Point taken but my experience has been the opposite. I just simply don't use it.
 
I have the opposite view of glycerin use in dry environments. I make my own glycerin water spray because the humidity here can be in the single digits. It's the glycerin spray - even if used alone (with no lotion or body butter "holding" it in) that is the most effective for me.

It's the same for me, too. We often have long stretches of single-digit humidity throughout the year, and glycerin really helps my skin to feel hydrated.

Edited to add, I use glycerin in my favorite lotion @ 3%.


IrishLass :)
 
My first thought upon seeing your question, was the lotion designed for your skin? Meaning if your skin is dry like mine and we are barely coming out of winter, a 20% oil preparation probably won't be sufficient. Especially if there are no humectants in the recipe. I absolutely need glycerine for winter skin, which is why I put it even in my body butter. When I look at labels on lotions/ creams that worked for me, glycerine is the second ingredient which tells me there must be atleast some 5% of it in there, I might be wrong about the number but it's there and it is the reason why those lotions worked for me. So yeah, go ahead and use some glycerine and/or sodium lactate/ Honeyquat or what have you. May be increase your total oils percentage in the recipe. Sesame oil is good for the skin when you massage it in but I have no idea what it brings to a lotion. But I like Shea and cocoa butters and olive oil in mine. I'm planning to do a batch with lighter oils for warm weather, oils like rice bran, sunflower and sweet almond oil. I will post it on the forum when I do make it.
 
Paillo your lotion is awesome, but do you really need so many the most expensive oils in it, on the top of silk? I make a facial with abyssinian and a lot of other things mostly botanical and it is extremely good.
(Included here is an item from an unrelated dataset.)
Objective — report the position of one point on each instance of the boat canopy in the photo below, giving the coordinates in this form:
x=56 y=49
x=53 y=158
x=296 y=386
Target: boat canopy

The one with silk i combined with hazelnut oil, Young people prefer it, I like it under the make up. Sunflower is an awesome oil, so is Gmo free Soy oil; the last one absorbs beautifully
 
Grape seed oil my go to

I love using grape seed oil in body products... absorbs and softens my skin & not greasy. I will use it in whipped butters, salt & sugar scrubs and just alone with a couple drops of eo.
 
Oh no , no offense at all! Someone else greatly misinterpreted a comment I made, so I wanted to make sure you knew I wasn't criticizing.

When that happens, I usually back away, come back to the comment and reread it again before breaking the comment down to what it could have meant if the wording is ambiguous enough. We may be talking to one another but we're still not in a way- we can't read tones and the rises and falls of our voices as we're speaking.
 
When that happens, I usually back away, come back to the comment and reread it again before breaking the comment down to what it could have meant if the wording is ambiguous enough. We may be talking to one another but we're still not in a way- we can't read tones and the rises and falls of our voices as we're speaking.

I know! There's more information in our voice tones and cadences than in the vocabulary!